2017-10-14 04:20:25,508 - INFO - 8920:Dummy-252766 - zato_singleton:22 - Not becoming a cluster-wide singleton, cid:[K05W9QJ05HC38CF9YDXNNM
M634W6], server id:[2], name:[server1-intra1]
2017-10-14 04:20:26,125 - INFO - 8920:Dummy-252768 - zato_singleton:22 - Not becoming a cluster-wide singleton, cid:[K05GCRHB5NDPR0MJYTX8HW
33C6N5], server id:[2], name:[server1-intra1]
2017-10-14 04:20:44,673 - INFO - 8920:Dummy-252769 - zato_singleton:22 - Not becoming a cluster-wide singleton, cid:[K06Z3C88Z799KKSFQP46RS
P3735W], server id:[2], name:[server1-intra1]
2017-10-14 04:20:55,505 - INFO - 8920:Dummy-252770 - zato_singleton:22 - Not becoming a cluster-wide singleton, cid:[K07JQT42C18DDCCE8CJ09J
V7KM6B], server id:[2], name:[server1-intra1]
2017-10-14 04:20:56,126 - INFO - 8920:Dummy-252772 - zato_singleton:22 - Not becoming a cluster-wide singleton, cid:[K07HNP04GHY6D3BCADY862
9VJ94H], server id:[2], name:[server1-intra1]
2017-10-14 04:21:14,675 - INFO - 8920:Dummy-252773 - zato_singleton:22 - Not becoming a cluster-wide singleton, cid:[K07SFZEZKXDFP8YSNQZHCR
FF3ZAA], server id:[2], name:[server1-intra1]
2017-10-16 09:25:51,347 - INFO - 17140:Thread-207 - zato_singleton:22 - Pickup notifier starting
2017-10-16 09:26:13,698 - INFO - 17140:Dummy-221 - zato_singleton:22 - Cluster-wide singleton keep-alive OK, server id:[2], name:[server1-i
ntra1]
2017-10-16 09:26:15,540 - INFO - 17140:Dummy-222 - zato_singleton:22 - Cluster-wide singleton keep-alive OK, server id:[2], name:[server1-i
ntra1]
2017-10-16 09:26:17,697 - INFO - 17141:Dummy-218 - zato_singleton:22 - Cluster-wide singleton keep-alive OK, server id:[4], name:[server2-i
ntra2]
2017-10-16 09:26:43,043 - INFO - 17140:Dummy-230 - zato_singleton:22 - Cluster-wide singleton keep-alive OK, server id:[2], name:[server1-i
ntra1]
2017-10-16 09:26:43,083 - INFO - 17140:Dummy-232 - zato_singleton:22 - Cluster-wide singleton keep-alive OK, server id:[2], name:[server1-i
ntra1]
2017-10-16 09:26:47,295 - INFO - 17141:Dummy-225 - zato_singleton:22 - Cluster-wide singleton keep-alive OK, server id:[4], name:[server2-i
ntra2]
2017-10-16 09:27:12,921 - INFO - 17141:Dummy-230 - zato_singleton:22 - Cluster-wide singleton keep-alive OK, server id:[2], name:[server1-i
ntra1]


#2

Is it 2.0.7 or 2.0.8?


#3

It’s 2.0.7. My production environment.


#4

Keith, are you saying that after an automatic backround Redis restart followed by a full restart of your Zato environment, the Zato servers will not run scheduled jobs?

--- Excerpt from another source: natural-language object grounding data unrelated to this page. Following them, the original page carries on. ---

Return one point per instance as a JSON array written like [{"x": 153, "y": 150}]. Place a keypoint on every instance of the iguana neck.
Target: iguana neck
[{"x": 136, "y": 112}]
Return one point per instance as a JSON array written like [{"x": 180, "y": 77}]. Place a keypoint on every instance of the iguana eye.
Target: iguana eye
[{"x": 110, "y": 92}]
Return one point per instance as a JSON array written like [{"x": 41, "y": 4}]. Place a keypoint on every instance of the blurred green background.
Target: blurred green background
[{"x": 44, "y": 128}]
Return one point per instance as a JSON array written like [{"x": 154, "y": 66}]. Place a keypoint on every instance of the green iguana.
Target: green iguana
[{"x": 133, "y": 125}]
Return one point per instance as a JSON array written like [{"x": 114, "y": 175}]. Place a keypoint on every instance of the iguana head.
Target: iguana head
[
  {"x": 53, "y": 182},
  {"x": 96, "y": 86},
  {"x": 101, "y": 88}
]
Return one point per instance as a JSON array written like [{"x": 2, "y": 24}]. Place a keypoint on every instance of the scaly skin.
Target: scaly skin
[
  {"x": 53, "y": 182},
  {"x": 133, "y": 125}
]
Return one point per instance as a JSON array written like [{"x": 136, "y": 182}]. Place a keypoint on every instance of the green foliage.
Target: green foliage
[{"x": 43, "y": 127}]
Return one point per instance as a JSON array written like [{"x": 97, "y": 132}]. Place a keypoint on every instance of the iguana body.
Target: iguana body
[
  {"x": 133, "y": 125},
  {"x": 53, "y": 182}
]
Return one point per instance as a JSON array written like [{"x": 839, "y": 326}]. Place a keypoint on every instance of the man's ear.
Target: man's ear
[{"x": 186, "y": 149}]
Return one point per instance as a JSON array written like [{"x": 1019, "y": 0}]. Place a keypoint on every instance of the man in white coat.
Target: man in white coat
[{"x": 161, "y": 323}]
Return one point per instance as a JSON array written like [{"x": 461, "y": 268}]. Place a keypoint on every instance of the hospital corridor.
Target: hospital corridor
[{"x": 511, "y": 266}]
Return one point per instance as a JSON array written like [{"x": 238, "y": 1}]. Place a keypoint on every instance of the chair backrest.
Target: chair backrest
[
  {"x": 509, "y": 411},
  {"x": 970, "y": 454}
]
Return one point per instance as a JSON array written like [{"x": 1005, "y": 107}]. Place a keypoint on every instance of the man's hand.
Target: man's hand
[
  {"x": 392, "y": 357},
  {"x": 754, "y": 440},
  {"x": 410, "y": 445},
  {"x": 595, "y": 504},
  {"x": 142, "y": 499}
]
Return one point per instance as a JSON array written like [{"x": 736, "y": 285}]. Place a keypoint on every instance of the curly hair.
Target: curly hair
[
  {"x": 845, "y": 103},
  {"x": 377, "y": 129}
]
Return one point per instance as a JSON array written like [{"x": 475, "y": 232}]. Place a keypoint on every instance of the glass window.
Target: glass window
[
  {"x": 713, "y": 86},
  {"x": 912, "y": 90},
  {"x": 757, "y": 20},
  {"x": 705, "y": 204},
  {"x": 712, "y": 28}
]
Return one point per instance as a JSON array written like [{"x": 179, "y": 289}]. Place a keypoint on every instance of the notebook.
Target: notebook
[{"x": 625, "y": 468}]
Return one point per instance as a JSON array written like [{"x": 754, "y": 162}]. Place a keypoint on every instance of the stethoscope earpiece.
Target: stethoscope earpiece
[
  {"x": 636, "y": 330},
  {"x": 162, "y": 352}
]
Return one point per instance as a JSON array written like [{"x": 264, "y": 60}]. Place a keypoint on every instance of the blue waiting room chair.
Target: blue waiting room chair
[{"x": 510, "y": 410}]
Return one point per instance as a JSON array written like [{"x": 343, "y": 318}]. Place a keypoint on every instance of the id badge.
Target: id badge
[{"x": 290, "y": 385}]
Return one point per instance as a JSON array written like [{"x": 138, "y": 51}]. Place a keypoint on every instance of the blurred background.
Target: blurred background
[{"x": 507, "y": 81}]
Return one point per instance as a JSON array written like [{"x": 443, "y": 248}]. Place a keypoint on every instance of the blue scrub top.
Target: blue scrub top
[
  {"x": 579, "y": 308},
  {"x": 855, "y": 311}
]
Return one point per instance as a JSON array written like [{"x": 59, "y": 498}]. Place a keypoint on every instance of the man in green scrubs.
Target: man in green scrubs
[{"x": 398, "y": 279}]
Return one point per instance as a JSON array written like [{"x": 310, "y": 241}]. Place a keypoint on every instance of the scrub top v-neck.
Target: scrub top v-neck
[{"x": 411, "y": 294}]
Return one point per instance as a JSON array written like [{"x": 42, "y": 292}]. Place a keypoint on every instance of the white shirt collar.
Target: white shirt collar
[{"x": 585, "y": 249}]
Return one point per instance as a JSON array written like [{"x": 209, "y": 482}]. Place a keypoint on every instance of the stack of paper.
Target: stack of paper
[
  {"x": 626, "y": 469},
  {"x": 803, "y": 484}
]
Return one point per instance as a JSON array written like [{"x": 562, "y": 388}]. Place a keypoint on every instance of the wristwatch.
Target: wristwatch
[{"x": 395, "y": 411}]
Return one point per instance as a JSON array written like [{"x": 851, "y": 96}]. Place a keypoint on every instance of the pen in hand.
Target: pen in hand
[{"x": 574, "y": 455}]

I’m just not clear if the situation is resolved and you’re trying to find the root cause or if the scheduler jobs still don’t run?


#5

No.
What I meant was the zato singleton seems to freeze. I discovered it was due to my redis server that did an autoupdate on redis package and the service was reloaded/restarted (singleton logs stop updating on all nodes when this happened).

I had to restart the cluster in order to resolve it.

Yes, I am trying to find a solution for zato singleton to survive a redis server restart (like redis package update).

Thanks.


#6

Also. Anyway to prevent 2 singletons from running? Occasionally I noticed my cluster had 2 singletons alive in the singleton logs.


#7

2.0.8 has changed the way Redis connections are handled and can automatically re-establish connections after they are broken for any reason (package update including).

The relevant changes are here:

As a side note, Zato 3.0 will not have the notion of a singleton server at all - there is no need to now, previously, it was the only way to run AMQP and ZeroMQ under gevent and the scheduler took advantage of it but going forward, there will be no singleton.